They are linked via the moment generating function. Namely we have for any $Z$
$$E[Z^n]=\frac{d^n}{dt^n} E[e^{tZ}] (0).$$
For standard Gaussian:
$$E[e^{tZ}]=\int C e^{tx}e^{-x^2/2}dx=\int C e^{(t^2-(x-t)^2)/2}dx=e^{-t^2/2}$$
Now
$$E[Z^n]=\frac{d^n}{dt^n}e^{t^2/2}(0).$$
All of this is also explained in the video.
We claim that this is equal to the number of ways to pair up $n$ objects (in particular, is zero if $n$ is odd). Spoiler: the "objects" are the differentiations.
The key idea is to think about differentiating $n$ times turn by turn. The first of the $n$
differentiations must act ”upstairs” - that is by differentiating $t^2/2$ in the exponent. This
”brings down” a factor of $t$ (since $\frac{d}{dt} e^{t^2}/2
= te^{t^2/2}$) . The second differentiation, by the product rule, can act either
”upstairs” by differentiating $t^2/2$ in the exponent again, bringing down another factor
of $t$ (for a term of $t^2e^{t^2/2}$), or ”downstairs”, differentiating the $t$-factor that the first differentiation
created (for a term of $e^{t^2/2}$). Then, for each of those, the third differentiation can either create
yet another factor of $t$ (for terms $t^3e^{t^2/2}$ and $te^{t^2/2}$), or erase either one of the two previously created factors
(from $t^2e^{t^2/2}$ we get $2te^{t^2/2}$ - one for the "first" $t$ and one for the "second" $t$; there is no term for $e^{t^2/2}$ since no "downstairs" $t$ is available to erase). We can think of each ”upstairs” differentiation as ”creating” a factor of $t$ (we
can give it an extra name of ”$t$ created at the i-th differentiation” for bookkeeping purposes,
though it is of course the same variable $t$ - the only variable in this computation);
and each ”downstairs” differentiation as picking one of the factors of $t$ created earlier, and
erasing it. All this choosing ”up” or ”down” and creating and erasing factor goes on for $n$
turns (if no ”down” factors are available at some point, then the ”upstairs” differentiation
must be chosen), at which point the complete $n$-th derivative is computed.
We note that in this way some of the derivative steps are paired off – if the $j$th differentiation
acted downstairs to erase the factor of $t$ created by the $i$th differentiation, then
we think of $i$th and $j$th differentiation as paired. In this way of thinking, the unpaired
differentiations must all act upstairs and create factors of t that remain in the final result.
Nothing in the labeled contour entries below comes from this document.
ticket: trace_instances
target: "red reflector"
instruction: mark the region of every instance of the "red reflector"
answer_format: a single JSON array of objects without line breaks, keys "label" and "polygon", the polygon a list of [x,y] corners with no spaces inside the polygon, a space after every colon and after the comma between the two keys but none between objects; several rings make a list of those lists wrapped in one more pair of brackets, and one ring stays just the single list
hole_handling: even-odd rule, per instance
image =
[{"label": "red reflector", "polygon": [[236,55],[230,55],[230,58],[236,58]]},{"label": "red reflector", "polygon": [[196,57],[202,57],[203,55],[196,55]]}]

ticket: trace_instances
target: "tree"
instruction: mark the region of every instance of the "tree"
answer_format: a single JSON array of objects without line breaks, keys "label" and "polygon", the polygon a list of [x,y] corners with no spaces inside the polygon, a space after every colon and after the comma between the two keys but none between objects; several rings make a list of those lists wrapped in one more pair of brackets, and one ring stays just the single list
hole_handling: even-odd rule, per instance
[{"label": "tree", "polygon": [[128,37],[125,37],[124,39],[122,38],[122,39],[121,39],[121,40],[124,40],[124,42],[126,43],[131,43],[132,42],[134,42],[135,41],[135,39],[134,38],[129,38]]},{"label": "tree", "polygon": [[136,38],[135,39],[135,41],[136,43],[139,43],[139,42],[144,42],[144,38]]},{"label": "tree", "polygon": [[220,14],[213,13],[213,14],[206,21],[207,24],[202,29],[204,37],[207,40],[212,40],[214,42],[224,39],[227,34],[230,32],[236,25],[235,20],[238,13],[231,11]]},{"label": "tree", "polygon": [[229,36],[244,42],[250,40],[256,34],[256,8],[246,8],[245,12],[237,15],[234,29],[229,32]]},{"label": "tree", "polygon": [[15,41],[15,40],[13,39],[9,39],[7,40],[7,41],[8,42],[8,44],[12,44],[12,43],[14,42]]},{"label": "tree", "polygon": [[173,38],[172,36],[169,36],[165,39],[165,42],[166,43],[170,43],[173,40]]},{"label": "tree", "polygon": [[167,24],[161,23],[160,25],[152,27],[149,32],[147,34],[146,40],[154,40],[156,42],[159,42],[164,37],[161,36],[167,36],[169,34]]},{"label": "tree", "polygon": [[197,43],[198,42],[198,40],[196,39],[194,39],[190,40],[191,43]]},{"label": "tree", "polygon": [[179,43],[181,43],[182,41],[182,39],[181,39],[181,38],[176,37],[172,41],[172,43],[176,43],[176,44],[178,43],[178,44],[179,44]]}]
Of course, if we then evaluate the resulting derivative at $t = 0$, any term containing
unpaired differentiation (and hence a positive power of $t$) will vanish! The terms that
will remain will be precisely those which came from the ”fully paired” differentiation
sequences, with each of those contributing the factor of $e^{t^2/2}|_{t=0} = 1$. Thus the value of
our $n$th derivative at $t = 0$ is simply the number of ways of pairing up the $n$ differentiations.
Remarks: This works for higher dimensional Gaussians as well, giving, among other things the Isserlis's theorem. In fact, this is a of 0-D version of Feynman's path integrals (here the space-time is a point, and we are integrating over the space of functions i.e. over $\mathbb{R}$, the action $S$ is quadratic $x^2/2$ (this is a "free" or "non-interacting" theory), and the path integral of some function of the field $f(x)$ is $\int_\mathbb{R} f(x) exp(-S(x))dx$; we get that the answer is given by summing over univalent graphs on vertices coming from $f$. For more interesting theories, with action having, say, cubic terms, we would have to sum over trivalent graphs - which now can have internal vertices. Pursuing this in full generality should lead to Feynman diagrams.